Juliette is usually obsessed with throwing leaves and sticks in the water and watching them float down the waterfalls, but after visiting the Bow Station Habitat last week her latest obsession is fishing, so she kept dipping sticks in the water, trying to catch a fish. She talked about fishing with her Dad last summer in New Brunswick, sitting on the dock, using bread to catch the chub. Listening to her chat about the Habitat and being with her Dad makes me realize how much she is soaking in from her experiences with us at this early age.


I am constantly using the experiences we have to explore new interests; I've got an insatiable thirst for information and understanding, which means that sticking to a task can be difficult in the best of times! The reason I enjoy being a stay-at-home parent is because it allows me to explore alongside the girls, to see experiences through their eyes, to watch them learn and piece together the world around them, and to have the time to do that for myself also. It is so important to me to help instil within the girls a passion for learning and assertive exploration. After listening to Brene Brown's Ted Talk on vulnerability and hearing her say "Our job is to look [at our children] and say, "You know what? You're imperfect, and you're wired for struggle, but you are worthy of love and belonging." So much of what she says is linked to our willingness to explore and try, and my sense is that if I let the girls challenge themselves to learn and let them fail, and let them know that failure is part of the learning process, that they'll be okay to keep seeking information and exploration, certain of our continued love and support. 

On our nature walk Juliette was determined on going the muddier route, so I let her. Sure enough she fell over and her knees got mucked up, but that was okay. I'd much rather her remember with fondness experiencing the outdoors with a mother who can say "Wow! That was a big fall, isn't the mud squishy? Let's wipe your hands off on that tree trunk" than being with one who agonizes over mud stains and having chosen to explore the muddier path. How will she feel confident to forage new paths if she feels cowed when she tries?
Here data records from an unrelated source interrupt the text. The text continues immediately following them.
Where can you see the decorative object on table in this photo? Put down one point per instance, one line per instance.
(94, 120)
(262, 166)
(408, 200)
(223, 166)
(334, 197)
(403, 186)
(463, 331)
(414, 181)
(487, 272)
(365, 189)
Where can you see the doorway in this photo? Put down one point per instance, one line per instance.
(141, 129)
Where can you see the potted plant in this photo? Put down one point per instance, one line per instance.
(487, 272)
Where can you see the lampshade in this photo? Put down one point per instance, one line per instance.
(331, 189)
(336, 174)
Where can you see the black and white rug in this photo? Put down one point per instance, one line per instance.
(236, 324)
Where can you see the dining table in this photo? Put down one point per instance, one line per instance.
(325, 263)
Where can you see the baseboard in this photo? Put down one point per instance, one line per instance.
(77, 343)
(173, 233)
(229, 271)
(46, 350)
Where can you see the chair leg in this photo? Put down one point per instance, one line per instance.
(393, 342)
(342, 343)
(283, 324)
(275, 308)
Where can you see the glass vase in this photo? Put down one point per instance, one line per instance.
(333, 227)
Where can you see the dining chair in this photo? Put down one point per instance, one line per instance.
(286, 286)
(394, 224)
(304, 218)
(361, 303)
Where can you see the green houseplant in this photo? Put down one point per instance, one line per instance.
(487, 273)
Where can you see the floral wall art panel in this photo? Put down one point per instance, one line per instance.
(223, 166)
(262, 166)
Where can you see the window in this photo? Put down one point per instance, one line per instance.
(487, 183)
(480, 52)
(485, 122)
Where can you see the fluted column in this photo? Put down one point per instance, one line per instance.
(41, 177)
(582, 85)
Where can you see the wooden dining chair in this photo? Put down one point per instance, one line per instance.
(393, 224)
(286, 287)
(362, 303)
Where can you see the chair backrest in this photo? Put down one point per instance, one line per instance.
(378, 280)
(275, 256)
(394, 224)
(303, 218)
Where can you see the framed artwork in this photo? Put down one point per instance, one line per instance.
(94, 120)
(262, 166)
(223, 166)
In thinking this, I can't help but consider what this means for myself exploring as an adult. Pushing along new paths. Being vulnerable to failure. Struggling. Learning. Continuing onwards. As children this seems so natural, but as adults we're seemingly weighted by responsibilities and a need for stability, making it so much harder to take risks and admit to failure, even when growth and understanding is the very minimal payoff. But why not forage new paths and let myself metaphorically fall in the mud every so often? Chances are I'll be able to get back up again relatively unscathed, understanding more about myself and the world around me.

I love these girls so much and want to be the best example for them, so I suppose challenging my imperfect self to try for greater things is part of this, even when it means feeling vulnerable.